Changelog

tsfresh uses Semantic Versioning

Version 0.20.2

  • Added Features
    • Make Dask and Distributed optional dependencies (#1061)

    • View and Set N Jobs (#1029)

  • Bugfixes/Typos/Documentation:
    • Extra notes on parallelization efficiencies (#1046)

    • Update doc extraction settings for clarity and formatting (#1033)

    • Typos (#1031, #1034, #1049, #1048)

Version 0.20.1

  • Added Features
    • Make tsfresh compatible with numpy 1.24 (#1018) and pandas 2.0 (#1028)

  • Bugfixes/Typos/Documentation:
    • Use pandas Index.equals in check_if_pandas_series (#963)

    • Updates to package layout, CI/CD and developer setup

Version 0.20.0

  • Breaking Change
    • The matrixprofile package becomes an optional dependency

  • Bugfixes/Typos/Documentation:
    • Fix feature extraction of Friedrich coefficients for pandas>1.3.5

    • Fix file paths after example notebooks were moved

Version 0.19.0

  • Breaking Change
    • Drop Python 3.6 support due to dependency on statsmodels 0.13

  • Added Features
    • Improve documentation (#831, #834, #851, #853, #870)

    • Add absolute_maximum and mean_n_absolute_max features (#833)

    • Make settings pickable (#845, #847, #910)

    • Disable multiprocessing for n_jobs=1 (#852)

    • Add black, isort, and pre-commit (#876)

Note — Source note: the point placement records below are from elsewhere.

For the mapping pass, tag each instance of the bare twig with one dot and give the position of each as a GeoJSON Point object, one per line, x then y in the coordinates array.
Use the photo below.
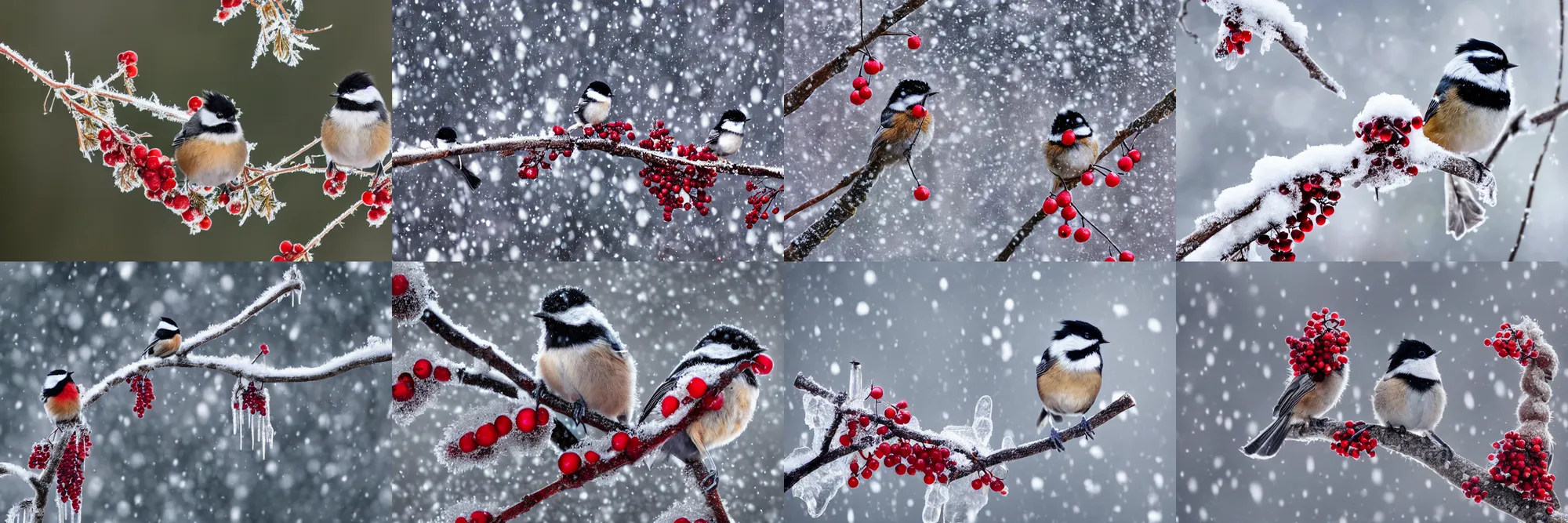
{"type": "Point", "coordinates": [509, 146]}
{"type": "Point", "coordinates": [1161, 110]}
{"type": "Point", "coordinates": [797, 96]}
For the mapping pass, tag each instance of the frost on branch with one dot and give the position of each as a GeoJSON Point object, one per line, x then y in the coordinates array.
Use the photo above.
{"type": "Point", "coordinates": [1265, 22]}
{"type": "Point", "coordinates": [1290, 198]}
{"type": "Point", "coordinates": [280, 30]}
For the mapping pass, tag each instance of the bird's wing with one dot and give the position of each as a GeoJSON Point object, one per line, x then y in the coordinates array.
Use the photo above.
{"type": "Point", "coordinates": [1293, 394]}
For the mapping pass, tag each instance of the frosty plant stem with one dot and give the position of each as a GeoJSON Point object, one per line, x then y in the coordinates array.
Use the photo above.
{"type": "Point", "coordinates": [139, 166]}
{"type": "Point", "coordinates": [1160, 111]}
{"type": "Point", "coordinates": [797, 96]}
{"type": "Point", "coordinates": [1534, 417]}
{"type": "Point", "coordinates": [239, 365]}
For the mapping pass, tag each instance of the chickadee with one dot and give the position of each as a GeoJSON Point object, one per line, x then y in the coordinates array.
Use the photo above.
{"type": "Point", "coordinates": [448, 138]}
{"type": "Point", "coordinates": [593, 107]}
{"type": "Point", "coordinates": [1410, 395]}
{"type": "Point", "coordinates": [1070, 151]}
{"type": "Point", "coordinates": [211, 147]}
{"type": "Point", "coordinates": [583, 359]}
{"type": "Point", "coordinates": [720, 348]}
{"type": "Point", "coordinates": [904, 135]}
{"type": "Point", "coordinates": [62, 398]}
{"type": "Point", "coordinates": [1305, 398]}
{"type": "Point", "coordinates": [1069, 376]}
{"type": "Point", "coordinates": [727, 136]}
{"type": "Point", "coordinates": [165, 340]}
{"type": "Point", "coordinates": [1467, 113]}
{"type": "Point", "coordinates": [358, 130]}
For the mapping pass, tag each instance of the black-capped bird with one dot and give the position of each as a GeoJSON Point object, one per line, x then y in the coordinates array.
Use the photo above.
{"type": "Point", "coordinates": [583, 359]}
{"type": "Point", "coordinates": [358, 130]}
{"type": "Point", "coordinates": [211, 149]}
{"type": "Point", "coordinates": [1468, 111]}
{"type": "Point", "coordinates": [165, 340]}
{"type": "Point", "coordinates": [1069, 376]}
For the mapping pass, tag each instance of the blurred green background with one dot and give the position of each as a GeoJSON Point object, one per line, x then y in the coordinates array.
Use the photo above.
{"type": "Point", "coordinates": [56, 205]}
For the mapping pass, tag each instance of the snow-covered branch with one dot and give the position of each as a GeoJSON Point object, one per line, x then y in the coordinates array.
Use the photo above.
{"type": "Point", "coordinates": [1161, 110]}
{"type": "Point", "coordinates": [139, 166]}
{"type": "Point", "coordinates": [1271, 20]}
{"type": "Point", "coordinates": [857, 439]}
{"type": "Point", "coordinates": [1290, 198]}
{"type": "Point", "coordinates": [797, 96]}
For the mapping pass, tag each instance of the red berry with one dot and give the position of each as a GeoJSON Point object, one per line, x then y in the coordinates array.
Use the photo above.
{"type": "Point", "coordinates": [399, 284]}
{"type": "Point", "coordinates": [487, 434]}
{"type": "Point", "coordinates": [570, 463]}
{"type": "Point", "coordinates": [697, 387]}
{"type": "Point", "coordinates": [402, 392]}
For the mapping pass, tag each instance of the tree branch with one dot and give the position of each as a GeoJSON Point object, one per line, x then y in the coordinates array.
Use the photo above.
{"type": "Point", "coordinates": [797, 96]}
{"type": "Point", "coordinates": [1161, 110]}
{"type": "Point", "coordinates": [507, 146]}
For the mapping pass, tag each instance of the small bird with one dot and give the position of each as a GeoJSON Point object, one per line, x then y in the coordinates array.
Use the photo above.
{"type": "Point", "coordinates": [1410, 395]}
{"type": "Point", "coordinates": [593, 107]}
{"type": "Point", "coordinates": [1069, 376]}
{"type": "Point", "coordinates": [62, 398]}
{"type": "Point", "coordinates": [730, 133]}
{"type": "Point", "coordinates": [1305, 398]}
{"type": "Point", "coordinates": [211, 149]}
{"type": "Point", "coordinates": [1468, 110]}
{"type": "Point", "coordinates": [583, 359]}
{"type": "Point", "coordinates": [719, 350]}
{"type": "Point", "coordinates": [165, 340]}
{"type": "Point", "coordinates": [1070, 151]}
{"type": "Point", "coordinates": [448, 138]}
{"type": "Point", "coordinates": [358, 130]}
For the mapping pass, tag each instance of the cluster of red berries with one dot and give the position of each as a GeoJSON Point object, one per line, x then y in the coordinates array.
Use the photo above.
{"type": "Point", "coordinates": [1473, 489]}
{"type": "Point", "coordinates": [1235, 41]}
{"type": "Point", "coordinates": [1522, 464]}
{"type": "Point", "coordinates": [695, 390]}
{"type": "Point", "coordinates": [989, 480]}
{"type": "Point", "coordinates": [404, 390]}
{"type": "Point", "coordinates": [380, 202]}
{"type": "Point", "coordinates": [1390, 135]}
{"type": "Point", "coordinates": [760, 199]}
{"type": "Point", "coordinates": [862, 89]}
{"type": "Point", "coordinates": [1351, 442]}
{"type": "Point", "coordinates": [68, 477]}
{"type": "Point", "coordinates": [1511, 342]}
{"type": "Point", "coordinates": [289, 251]}
{"type": "Point", "coordinates": [250, 398]}
{"type": "Point", "coordinates": [128, 61]}
{"type": "Point", "coordinates": [490, 433]}
{"type": "Point", "coordinates": [1318, 204]}
{"type": "Point", "coordinates": [336, 182]}
{"type": "Point", "coordinates": [40, 456]}
{"type": "Point", "coordinates": [1321, 347]}
{"type": "Point", "coordinates": [476, 516]}
{"type": "Point", "coordinates": [672, 183]}
{"type": "Point", "coordinates": [142, 387]}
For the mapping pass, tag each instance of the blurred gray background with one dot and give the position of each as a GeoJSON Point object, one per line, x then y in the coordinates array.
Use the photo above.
{"type": "Point", "coordinates": [1233, 367]}
{"type": "Point", "coordinates": [181, 463]}
{"type": "Point", "coordinates": [506, 67]}
{"type": "Point", "coordinates": [1004, 69]}
{"type": "Point", "coordinates": [661, 311]}
{"type": "Point", "coordinates": [71, 207]}
{"type": "Point", "coordinates": [942, 336]}
{"type": "Point", "coordinates": [1269, 107]}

  • Bugfixes/Typos/Documentation:
    • Fix conversion of time-series into sequence for lempel_ziv_complexity (#806)

    • Fix range count config (#827)

    • Reword documentation (#893)

    • Fix statsmodels deprecation issues (#898, #912)

    • Fix typo in requirements (#903)

    • Bump statsmodels to v0.13 (#

    • Updated references

Version 0.18.0

  • Added Features
    • Allow arbitrary rolling sizes (#766)

    • Allow for multiclass significance tests (#762)

    • Add multiclass option to RelevantFeatureAugmenter (#782)

    • Addition of matrix_profile feature (#793)

    • Added new query similarity counter feature (#798)

    • Add root mean square feature (#813)

  • Bugfixes/Typos/Documentation:
    • Do not send coverage of notebook tests to codecov (#759)

    • Fix typos in notebook (#757, #780)

    • Fix output format of make_forecasting_frame (#758)

    • Fix badges and remove benchmark test

    • Fix BY notebook plot (#760)

    • Ts forecast example improvement (#763)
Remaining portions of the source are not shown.